The real truth was that Daisy had told him that, except for this one occurrence, she had had a most charming afternoon, and that Dick Derosne had been kindness itself.

This was enough to make even a rising statesman angry, and, when angry, absurd.


CHAPTER XI.

A CONSCIENTIOUS MAN'S CONSCIENCE.

A very few hours after its occurrence, the scene at the flower-show was regretted by all who took part in it. Medland realised the foolishness of his indiscretion and want of temper; Benham was afraid that he might have set inquiring minds on the track of game which he wished to hunt down for himself; Kilshaw was annoyed at having been forced into such an open display of his relations with and his influence over Benham. Even to himself, his dealings with the man were a delicate subject. Almost every one has one or two matters which he would rather not discuss with his own conscience; and his bargain with Benham was one of these tabooed topics to Kilshaw. For, in spite of what he had done in this instance, he belonged to a class which some righteous and superior people will have it does not exist.

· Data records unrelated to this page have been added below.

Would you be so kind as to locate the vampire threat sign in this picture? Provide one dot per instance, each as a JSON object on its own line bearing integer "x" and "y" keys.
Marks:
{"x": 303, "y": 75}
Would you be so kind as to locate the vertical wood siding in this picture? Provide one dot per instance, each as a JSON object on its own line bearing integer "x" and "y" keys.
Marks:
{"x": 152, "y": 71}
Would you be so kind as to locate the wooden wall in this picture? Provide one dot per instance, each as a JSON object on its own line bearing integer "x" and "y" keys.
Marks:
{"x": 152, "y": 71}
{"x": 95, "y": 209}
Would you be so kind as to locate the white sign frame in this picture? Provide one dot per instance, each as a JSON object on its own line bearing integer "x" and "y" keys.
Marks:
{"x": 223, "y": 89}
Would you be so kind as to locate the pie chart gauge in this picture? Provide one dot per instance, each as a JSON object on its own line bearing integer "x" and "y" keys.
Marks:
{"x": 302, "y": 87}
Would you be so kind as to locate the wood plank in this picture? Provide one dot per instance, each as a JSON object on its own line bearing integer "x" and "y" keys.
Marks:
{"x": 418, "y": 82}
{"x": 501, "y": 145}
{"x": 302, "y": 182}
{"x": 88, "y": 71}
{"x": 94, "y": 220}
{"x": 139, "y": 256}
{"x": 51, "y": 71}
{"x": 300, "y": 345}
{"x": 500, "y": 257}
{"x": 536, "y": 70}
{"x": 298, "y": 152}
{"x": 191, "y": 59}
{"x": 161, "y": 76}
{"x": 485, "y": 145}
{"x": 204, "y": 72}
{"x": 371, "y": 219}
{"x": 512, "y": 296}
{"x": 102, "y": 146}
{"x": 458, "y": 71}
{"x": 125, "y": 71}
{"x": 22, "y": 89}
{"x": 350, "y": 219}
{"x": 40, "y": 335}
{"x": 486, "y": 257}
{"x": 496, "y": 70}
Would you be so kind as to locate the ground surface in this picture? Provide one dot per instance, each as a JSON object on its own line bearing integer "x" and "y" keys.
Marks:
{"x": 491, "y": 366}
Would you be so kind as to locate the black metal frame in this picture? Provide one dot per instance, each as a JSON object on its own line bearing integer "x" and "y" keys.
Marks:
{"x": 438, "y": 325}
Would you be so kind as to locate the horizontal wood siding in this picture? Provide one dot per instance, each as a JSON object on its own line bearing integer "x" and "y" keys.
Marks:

He was a conscientious politician—a man who, in the main, was honest and straightforward; prone indeed to

think that what he had was necessarily identical with what he ought to have, and that any law not based on a recognition of this fact was an iniquitous law, but loyal to his friends, his class, his party, and his country; ready to spend and work for his own rights' sake, but no niggard of time or money in larger causes; sincere in his convictions, dauntless in affirming and upholding them, hardly conceiving that honest men could differ from them; strong in his self-confidence, believing that the best men always won, suspecting from the bottom of his heart every appeal to sentiment in the mouth of a politician. Such he was—a type of the man of success, with the hardness that success is apt to bring, but with the virtues that attain it; and his defects and merits had made him, for years past, Sir Robert Perry's most valued lieutenant, and a very pillar of the cautious conservative ideas on which that statesman's influence was based.

And now Mr. Kilshaw, impelled less by mere self-interest than by the rankling of a personal feud, had—dipped the end of his fingers in pitch. He had resented fiercely Medland's hardly disguised attack on him, and it had fanned into flame the wrath which the Premier's schemes, threatening the profits of himself and his fellow-capitalists, and the Premier's principles, redolent to his nostrils of the quackery and hypocrisy that he hated, had set alight in his heart. Against such a man and such a policy, was not everything

fair? Was it not even fair to use a tool like Benham, if the tool put itself in his hand?